Selon lui, la destruction des habitations situées dans des zones jugées dangereuses ou impropres à l’habitation, notamment en période de fortes pluies, répond à une nécessité de sécurité publique. Cette démarche, portée par le gouvernement à travers le District autonome d’Abidjan, vise à prévenir les pertes en vies humaines et relève d’une responsabilité des autorités.
Toutefois, l’élu estime que la conduite de ces opérations mérite davantage de clarté sur le plan institutionnel. Il rappelle que les Districts autonomes d’Abidjan et de Yamoussoukro ne disposent d’aucune autorité hiérarchique sur les mairies. De même, aucun maire n’exerce une tutelle sur un autre. Pour Assalé Tiemoko, il est juridiquement erroné de considérer qu’un gouverneur de district peut intervenir librement dans une commune sans en informer officiellement les autorités municipales.

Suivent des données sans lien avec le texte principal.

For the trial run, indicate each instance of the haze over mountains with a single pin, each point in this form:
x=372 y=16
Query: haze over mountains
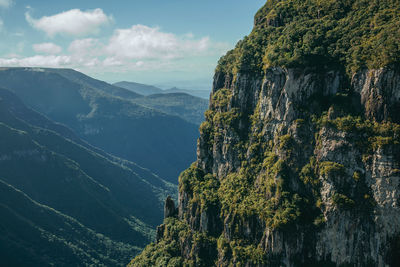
x=62 y=202
x=146 y=90
x=111 y=118
x=84 y=166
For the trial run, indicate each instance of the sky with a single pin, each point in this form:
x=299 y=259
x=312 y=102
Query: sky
x=159 y=42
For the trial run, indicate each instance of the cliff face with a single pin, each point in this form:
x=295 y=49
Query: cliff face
x=297 y=166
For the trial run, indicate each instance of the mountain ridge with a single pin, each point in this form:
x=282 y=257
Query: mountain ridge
x=297 y=161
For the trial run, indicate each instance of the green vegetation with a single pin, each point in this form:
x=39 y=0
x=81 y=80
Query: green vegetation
x=102 y=209
x=368 y=135
x=110 y=118
x=342 y=201
x=166 y=252
x=296 y=33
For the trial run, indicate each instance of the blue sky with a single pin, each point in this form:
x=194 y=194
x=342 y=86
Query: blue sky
x=163 y=42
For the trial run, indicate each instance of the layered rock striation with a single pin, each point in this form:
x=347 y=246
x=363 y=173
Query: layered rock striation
x=297 y=165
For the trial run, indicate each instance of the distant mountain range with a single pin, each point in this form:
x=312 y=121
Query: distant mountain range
x=64 y=202
x=146 y=90
x=157 y=135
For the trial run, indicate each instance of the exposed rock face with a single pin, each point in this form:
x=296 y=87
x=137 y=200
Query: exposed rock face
x=356 y=189
x=169 y=207
x=296 y=166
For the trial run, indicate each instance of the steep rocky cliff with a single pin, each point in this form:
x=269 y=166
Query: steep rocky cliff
x=298 y=162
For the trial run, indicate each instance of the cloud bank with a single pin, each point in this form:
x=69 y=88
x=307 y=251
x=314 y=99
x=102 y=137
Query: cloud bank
x=47 y=48
x=6 y=3
x=71 y=23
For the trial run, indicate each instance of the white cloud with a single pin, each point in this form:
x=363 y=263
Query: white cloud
x=139 y=48
x=141 y=42
x=86 y=47
x=73 y=22
x=47 y=48
x=36 y=61
x=6 y=3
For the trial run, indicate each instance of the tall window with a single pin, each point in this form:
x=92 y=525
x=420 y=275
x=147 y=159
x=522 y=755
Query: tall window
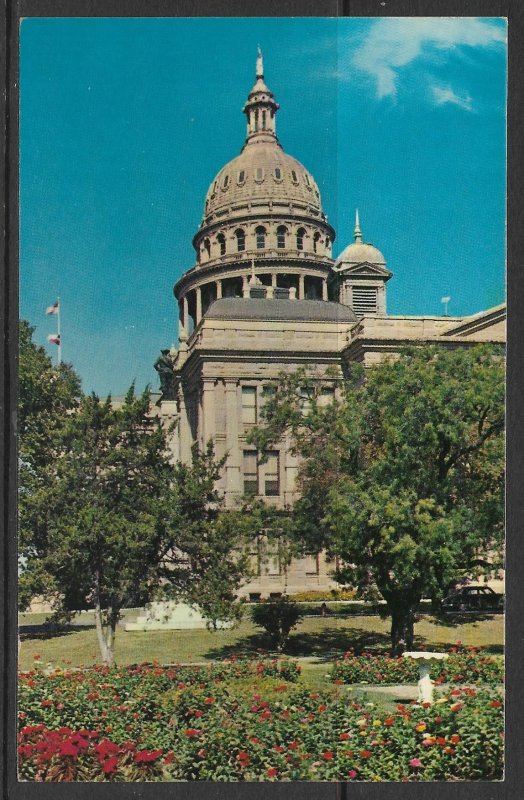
x=241 y=239
x=271 y=476
x=261 y=237
x=250 y=472
x=249 y=405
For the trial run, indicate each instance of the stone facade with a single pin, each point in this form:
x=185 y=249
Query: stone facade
x=264 y=297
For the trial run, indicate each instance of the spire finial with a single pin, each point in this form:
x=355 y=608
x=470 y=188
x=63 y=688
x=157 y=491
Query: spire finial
x=357 y=232
x=260 y=63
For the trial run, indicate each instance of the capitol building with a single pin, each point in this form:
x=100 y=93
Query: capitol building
x=265 y=296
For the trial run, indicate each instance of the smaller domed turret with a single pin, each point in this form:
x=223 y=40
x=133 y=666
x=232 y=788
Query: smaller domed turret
x=360 y=276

S’appuyant sur l’article 7 de la loi n°2003-208 du 7 juillet 2003 relative au transfert et à la répartition des compétences de l’État aux collectivités territoriales, il souligne que toute intervention d’aménagement ou d’équipement sur le territoire communal doit faire l’objet d’une consultation préalable du maire concerné. Cette consultation, précise-t-il, doit être formalisée par des documents officiels tels qu’un procès-verbal ou une correspondance administrative.
Le journaliste d’investigation estime que si des maires affirment ne pas avoir été consultés avant certaines opérations, ils disposent de recours légaux pour défendre les intérêts de leurs administrés devant les juridictions compétentes.
Au-delà de l’aspect juridique, Assalé Tiemoko invite les autorités à réfléchir à l’accompagnement social des populations affectées. Il s’interroge notamment sur le devenir du programme de réhabilitation des quartiers précaires d’Abidjan, annoncé avec l’appui financier de l’Agence française de développement (AFD). Pour lui, protéger des vies ne doit pas se limiter aux déguerpissements, mais également s’accompagner de solutions de relogement et de reconstruction afin de préserver la dignité des populations concernées.